February 19, 2020 //By Julien Happich
energy harvesters
Leveraging the natural adsorption–desorption exchange of water molecules from ambient air at the interface of a nanoporous mesh of protein nanowires, a team of researchers from the University of Massachusetts has demonstrated a durable form of energy harvesting that could potentially compete with solar cells on volumetric power density.

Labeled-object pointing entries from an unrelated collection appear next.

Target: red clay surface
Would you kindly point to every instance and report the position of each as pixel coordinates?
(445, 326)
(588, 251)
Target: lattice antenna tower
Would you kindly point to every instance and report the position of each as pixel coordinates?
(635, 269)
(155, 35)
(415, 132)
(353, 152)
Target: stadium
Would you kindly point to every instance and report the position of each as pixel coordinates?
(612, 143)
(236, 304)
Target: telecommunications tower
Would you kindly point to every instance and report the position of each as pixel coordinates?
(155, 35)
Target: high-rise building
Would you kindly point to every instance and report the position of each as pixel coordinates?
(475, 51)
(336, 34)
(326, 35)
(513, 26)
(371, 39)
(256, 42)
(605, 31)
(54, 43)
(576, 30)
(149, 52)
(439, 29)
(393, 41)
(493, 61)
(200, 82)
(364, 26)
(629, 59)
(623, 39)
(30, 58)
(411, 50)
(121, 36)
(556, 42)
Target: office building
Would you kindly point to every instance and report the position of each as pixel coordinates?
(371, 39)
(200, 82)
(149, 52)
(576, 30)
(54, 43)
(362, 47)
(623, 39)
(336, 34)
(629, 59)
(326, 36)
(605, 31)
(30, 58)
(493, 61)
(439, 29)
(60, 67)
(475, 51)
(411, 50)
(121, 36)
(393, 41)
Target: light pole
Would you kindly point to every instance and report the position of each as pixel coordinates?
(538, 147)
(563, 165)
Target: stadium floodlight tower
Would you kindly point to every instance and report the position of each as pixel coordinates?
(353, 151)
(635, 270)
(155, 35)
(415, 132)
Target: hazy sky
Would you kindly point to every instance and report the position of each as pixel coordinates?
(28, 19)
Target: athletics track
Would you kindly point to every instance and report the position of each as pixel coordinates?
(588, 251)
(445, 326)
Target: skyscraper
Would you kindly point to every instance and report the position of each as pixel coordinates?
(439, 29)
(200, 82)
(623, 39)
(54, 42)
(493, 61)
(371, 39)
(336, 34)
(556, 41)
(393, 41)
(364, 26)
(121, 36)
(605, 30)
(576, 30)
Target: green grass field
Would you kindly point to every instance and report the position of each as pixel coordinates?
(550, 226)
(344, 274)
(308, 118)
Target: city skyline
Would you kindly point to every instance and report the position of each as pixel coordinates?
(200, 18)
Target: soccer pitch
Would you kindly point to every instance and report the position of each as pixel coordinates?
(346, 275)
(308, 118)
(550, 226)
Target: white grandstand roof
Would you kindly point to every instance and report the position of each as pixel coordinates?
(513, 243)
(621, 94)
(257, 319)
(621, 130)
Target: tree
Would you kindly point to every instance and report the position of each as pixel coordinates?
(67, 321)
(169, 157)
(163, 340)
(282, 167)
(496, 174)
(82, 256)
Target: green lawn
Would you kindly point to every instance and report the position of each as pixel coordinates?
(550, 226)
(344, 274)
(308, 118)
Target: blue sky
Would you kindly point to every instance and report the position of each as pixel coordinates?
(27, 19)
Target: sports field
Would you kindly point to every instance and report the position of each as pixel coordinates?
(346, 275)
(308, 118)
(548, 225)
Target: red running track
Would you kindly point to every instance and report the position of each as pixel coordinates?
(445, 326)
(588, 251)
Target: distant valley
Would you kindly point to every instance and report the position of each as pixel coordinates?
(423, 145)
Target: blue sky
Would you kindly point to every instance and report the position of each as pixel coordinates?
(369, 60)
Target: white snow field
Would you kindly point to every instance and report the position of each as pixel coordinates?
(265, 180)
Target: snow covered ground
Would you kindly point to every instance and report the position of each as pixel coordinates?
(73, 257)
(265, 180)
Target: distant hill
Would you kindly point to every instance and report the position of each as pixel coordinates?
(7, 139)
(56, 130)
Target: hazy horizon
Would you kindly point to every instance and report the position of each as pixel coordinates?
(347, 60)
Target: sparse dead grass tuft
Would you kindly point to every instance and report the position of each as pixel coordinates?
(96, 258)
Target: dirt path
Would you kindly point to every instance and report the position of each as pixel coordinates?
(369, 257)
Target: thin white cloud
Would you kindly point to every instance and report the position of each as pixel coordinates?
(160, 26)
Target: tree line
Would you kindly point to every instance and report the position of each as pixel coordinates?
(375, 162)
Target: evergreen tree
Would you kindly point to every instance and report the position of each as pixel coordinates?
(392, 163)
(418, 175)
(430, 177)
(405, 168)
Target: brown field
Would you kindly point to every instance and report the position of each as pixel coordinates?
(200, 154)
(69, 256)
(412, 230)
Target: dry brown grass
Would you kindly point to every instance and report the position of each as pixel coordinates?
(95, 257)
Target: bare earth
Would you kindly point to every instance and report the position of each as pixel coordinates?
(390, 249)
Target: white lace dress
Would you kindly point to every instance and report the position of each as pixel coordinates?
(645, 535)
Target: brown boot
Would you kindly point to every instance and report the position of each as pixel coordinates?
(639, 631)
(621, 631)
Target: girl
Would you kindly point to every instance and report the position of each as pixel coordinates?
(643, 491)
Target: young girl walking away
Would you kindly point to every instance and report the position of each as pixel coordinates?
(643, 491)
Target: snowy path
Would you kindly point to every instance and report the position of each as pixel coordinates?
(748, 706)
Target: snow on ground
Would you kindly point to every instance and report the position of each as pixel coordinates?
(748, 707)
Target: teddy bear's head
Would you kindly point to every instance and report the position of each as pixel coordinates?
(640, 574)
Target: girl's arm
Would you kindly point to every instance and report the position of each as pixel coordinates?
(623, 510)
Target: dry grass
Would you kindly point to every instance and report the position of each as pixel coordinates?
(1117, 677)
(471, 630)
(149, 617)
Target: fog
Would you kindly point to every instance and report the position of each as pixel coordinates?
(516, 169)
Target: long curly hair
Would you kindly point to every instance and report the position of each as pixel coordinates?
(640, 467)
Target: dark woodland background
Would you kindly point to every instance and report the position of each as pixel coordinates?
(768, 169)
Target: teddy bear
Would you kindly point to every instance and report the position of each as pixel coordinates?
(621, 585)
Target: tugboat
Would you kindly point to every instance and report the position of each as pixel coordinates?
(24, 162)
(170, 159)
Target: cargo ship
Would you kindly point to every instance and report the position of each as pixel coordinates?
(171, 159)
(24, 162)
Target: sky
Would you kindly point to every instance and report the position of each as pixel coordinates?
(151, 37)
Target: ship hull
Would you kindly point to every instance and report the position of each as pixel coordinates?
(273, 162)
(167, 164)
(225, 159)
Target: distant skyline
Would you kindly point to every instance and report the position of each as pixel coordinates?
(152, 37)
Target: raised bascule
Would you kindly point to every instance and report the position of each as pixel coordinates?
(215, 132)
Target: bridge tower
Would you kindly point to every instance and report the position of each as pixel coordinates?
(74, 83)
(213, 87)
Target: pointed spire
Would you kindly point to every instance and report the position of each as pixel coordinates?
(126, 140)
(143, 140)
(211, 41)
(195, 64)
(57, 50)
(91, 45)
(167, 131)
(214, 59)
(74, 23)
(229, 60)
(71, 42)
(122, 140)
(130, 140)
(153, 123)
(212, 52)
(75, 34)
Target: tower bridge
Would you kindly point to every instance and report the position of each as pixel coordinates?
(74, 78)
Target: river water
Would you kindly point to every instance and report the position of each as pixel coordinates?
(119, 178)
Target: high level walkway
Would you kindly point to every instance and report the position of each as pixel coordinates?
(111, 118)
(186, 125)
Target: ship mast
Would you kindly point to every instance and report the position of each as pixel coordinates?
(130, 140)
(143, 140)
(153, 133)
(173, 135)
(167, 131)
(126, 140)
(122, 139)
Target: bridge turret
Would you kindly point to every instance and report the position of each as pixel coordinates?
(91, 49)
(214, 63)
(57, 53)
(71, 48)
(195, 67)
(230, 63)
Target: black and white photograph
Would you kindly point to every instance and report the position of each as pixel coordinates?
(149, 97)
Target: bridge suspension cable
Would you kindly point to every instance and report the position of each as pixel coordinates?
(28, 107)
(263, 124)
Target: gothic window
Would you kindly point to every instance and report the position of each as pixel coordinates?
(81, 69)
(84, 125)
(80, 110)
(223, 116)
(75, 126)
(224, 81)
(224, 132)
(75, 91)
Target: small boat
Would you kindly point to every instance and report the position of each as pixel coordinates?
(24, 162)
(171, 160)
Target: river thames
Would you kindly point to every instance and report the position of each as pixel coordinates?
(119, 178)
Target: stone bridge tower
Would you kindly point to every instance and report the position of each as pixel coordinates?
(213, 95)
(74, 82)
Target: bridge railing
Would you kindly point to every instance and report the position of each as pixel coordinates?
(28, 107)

Publishing their results in the Nature journal under the title “Power generation from ambient humidity using protein nanowires”, the researchers describe a thin-film device (only 7µm-thick) consisting of a mesh of electrically conductive protein nanowires (sheared from the microorganism Geobacter sulfurreducens) laid on top of a large gold electrode over a glass substrate for the bottom side, and covered with a thin top electrode leaving the mesh exposed to ambient air.

In this configuration, the device, only a few millimetres square, was able to produce a sustained voltage of around 0.5 volts across the two electrodes, delivering a current density of around 17µA/cm2, for over 20h before self-recharging. The authors estimated the device’s power density to roughly 4mW/cm3, two orders of magnitude higher than previous reported energy-harvesting technologies relying on ambient, atmospheric moisture.


TEM images of the purified nanowire network (right panel)
produced by the microorganism Geobacter sulfurreducens
(dark shape in the left panel). Scale bars, 100 nm.
A diagram of the device structure is shown at the bottom.

They tested their device for more than two months, it maintained a stable direct-current voltage of between 0.4 and 0.6V with fluctuations in voltage only associated with changes in ambient relative humidity (with 40–50% relative humidity yielding the highest voltage. The device was proven to still output power at a relative humidity as low as 20% (comparable to a desert environment) as well as at 100% humidity.

When the film is exposed to ambient humidity, a self-maintained moisture gradient (a depth-dependent difference in moisture adsorption) forms within the film, the researchers observed, which itself creates an ionization gradient in the carboxylic groups or a concentration gradient in mobile protons of the nanowires’ surface functional groups. The resulting charge diffusion induces a counterbalancing electrical field or a potential analogous to the resting membrane potential in biological systems, the authors explain, noting that a wide range of synthetic protein nanowires would likely be suitable for the design of similar ambient air energy-harvesting devices.

Because water molecules in air naturally comprise ionized species, or are ionized when adsorbed on the nanowire surface, they can donate charges to the nanowire, supplying the closed-loop current flow driven by the voltage resulting from the moisture gradient, the researchers further explain.